The municipalities alleged that the utility company, as a successor to certain unregulated businesses previously controlled by its predecessor, had participated in an illegal scheme to manipulate prices in the California retail natural gas market. The utility company presented evidence that it acquired only regulated businesses in the corporate restructuring, that it gave consideration for the reorganization by assuming certain liabilities of its predecessor, and that a different company acquired the unregulated businesses. The court held that the utility company could not properly be subject to jurisdiction on a successor liability theory as to the activities of the unregulated businesses. Although the word “merger” was used in a shareholder communication, there was no de facto merger because the utility company gave consideration under Civ. Code, § 1605, by assuming liabilities. Moreover, the existence of general jurisdiction over the utility company’s parent corporation, based upon an agency theory arising from its relationship with a California subsidiary in the unregulated business operations, did not render the utility company subject to California jurisdiction.
The court issued a peremptory writ of mandate directing the trial court to vacate its denial of the motion to quash service of summons and to enter a new order granting the motion.
The court reviewed a decision from the State Bar Court (California), which concluded that an applicant had established good moral character and recommended admitting the applicant to the practice of law.

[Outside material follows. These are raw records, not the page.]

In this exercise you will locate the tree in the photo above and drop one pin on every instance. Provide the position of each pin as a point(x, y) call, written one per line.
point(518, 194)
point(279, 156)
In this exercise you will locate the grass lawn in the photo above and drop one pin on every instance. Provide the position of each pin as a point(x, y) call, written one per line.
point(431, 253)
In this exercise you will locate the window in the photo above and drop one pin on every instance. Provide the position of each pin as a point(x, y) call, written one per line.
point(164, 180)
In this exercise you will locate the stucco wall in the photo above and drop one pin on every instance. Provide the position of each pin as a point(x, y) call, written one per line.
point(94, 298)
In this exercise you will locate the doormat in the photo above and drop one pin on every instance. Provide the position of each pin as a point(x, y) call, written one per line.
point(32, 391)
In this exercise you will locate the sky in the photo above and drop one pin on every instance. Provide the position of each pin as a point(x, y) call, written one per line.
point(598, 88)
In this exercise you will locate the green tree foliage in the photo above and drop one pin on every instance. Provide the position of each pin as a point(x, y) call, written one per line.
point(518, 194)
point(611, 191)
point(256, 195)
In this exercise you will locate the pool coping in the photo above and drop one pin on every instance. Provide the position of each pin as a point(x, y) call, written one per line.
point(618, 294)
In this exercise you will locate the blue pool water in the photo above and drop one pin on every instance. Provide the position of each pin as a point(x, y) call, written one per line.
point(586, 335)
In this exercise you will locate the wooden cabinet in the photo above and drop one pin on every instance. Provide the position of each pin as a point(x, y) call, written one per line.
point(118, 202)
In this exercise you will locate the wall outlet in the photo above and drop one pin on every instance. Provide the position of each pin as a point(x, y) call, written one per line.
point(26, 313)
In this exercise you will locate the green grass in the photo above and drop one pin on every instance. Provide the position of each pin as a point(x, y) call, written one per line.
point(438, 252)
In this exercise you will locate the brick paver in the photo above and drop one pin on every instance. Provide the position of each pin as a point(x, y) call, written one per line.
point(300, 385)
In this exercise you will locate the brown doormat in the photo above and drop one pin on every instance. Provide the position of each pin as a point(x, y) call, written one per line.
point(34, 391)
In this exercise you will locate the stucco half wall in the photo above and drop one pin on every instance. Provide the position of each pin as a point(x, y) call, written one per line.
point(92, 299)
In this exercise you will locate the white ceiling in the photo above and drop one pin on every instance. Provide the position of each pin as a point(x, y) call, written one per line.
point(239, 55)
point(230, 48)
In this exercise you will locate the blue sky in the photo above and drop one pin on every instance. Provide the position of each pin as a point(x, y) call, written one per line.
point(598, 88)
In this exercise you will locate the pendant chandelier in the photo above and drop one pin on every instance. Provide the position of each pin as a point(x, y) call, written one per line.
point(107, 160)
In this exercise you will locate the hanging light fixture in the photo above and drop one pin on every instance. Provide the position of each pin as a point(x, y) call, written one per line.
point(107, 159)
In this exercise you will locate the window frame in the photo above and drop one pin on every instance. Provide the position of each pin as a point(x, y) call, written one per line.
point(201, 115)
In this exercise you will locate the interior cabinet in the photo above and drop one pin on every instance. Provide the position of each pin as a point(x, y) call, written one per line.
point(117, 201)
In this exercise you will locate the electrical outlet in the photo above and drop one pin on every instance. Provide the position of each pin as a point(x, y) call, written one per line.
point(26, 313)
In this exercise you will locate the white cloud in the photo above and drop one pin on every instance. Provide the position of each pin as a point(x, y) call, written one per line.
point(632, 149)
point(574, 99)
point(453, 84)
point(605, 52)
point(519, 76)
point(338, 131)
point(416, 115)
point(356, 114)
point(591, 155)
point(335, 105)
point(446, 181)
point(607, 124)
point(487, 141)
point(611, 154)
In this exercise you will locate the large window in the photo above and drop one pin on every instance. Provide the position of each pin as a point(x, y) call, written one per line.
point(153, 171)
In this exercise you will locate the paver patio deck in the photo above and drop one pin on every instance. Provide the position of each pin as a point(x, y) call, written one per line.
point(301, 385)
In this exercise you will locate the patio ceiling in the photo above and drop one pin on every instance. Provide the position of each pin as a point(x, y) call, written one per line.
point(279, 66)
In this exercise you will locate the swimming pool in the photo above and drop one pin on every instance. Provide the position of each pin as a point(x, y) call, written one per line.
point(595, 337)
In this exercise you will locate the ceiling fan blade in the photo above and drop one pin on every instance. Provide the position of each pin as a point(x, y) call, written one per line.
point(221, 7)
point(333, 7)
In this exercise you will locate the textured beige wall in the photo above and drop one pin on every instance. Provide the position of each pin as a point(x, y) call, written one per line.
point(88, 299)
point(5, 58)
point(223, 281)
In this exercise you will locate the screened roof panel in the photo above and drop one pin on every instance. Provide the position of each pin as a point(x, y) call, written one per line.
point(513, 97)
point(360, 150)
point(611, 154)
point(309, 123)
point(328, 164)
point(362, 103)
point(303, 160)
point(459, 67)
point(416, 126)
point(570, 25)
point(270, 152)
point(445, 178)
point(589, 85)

The applicant previously had worked as a journalist and had been fired for dishonesty after writing numerous articles that contained fabrications. Thereafter, he graduated from law school and began working as a law clerk. In support of his application for admission to the bar, he offered testimony from past and current employers, his psychiatrist, and his friends regarding his positive character traits. The court concluded that the applicant had failed to carry his heavy burden of establishing his rehabilitation and current moral fitness under Bus. & Prof. Code, §§ 6060, subd. (b), 6062, subd. (a)(2). In light of his many acts of dishonesty and professional misconduct, he could not demonstrate good moral character as described in Rules of State Bar, tit. 4, Admissions and Educational Stds., rule 4.40(B), without showing truly exemplary conduct over an extended period. His failure to cooperate fully in identifying his past falsehoods indicated a continuing lack of integrity and forthrightness. His participation in pro bono work, while commendable, was not truly exemplary because such participation was to be expected, as set forth in Bus. & Prof. Code, § 6073.
The court rejected the recommendation and declined to admit the applicant to the practice of law.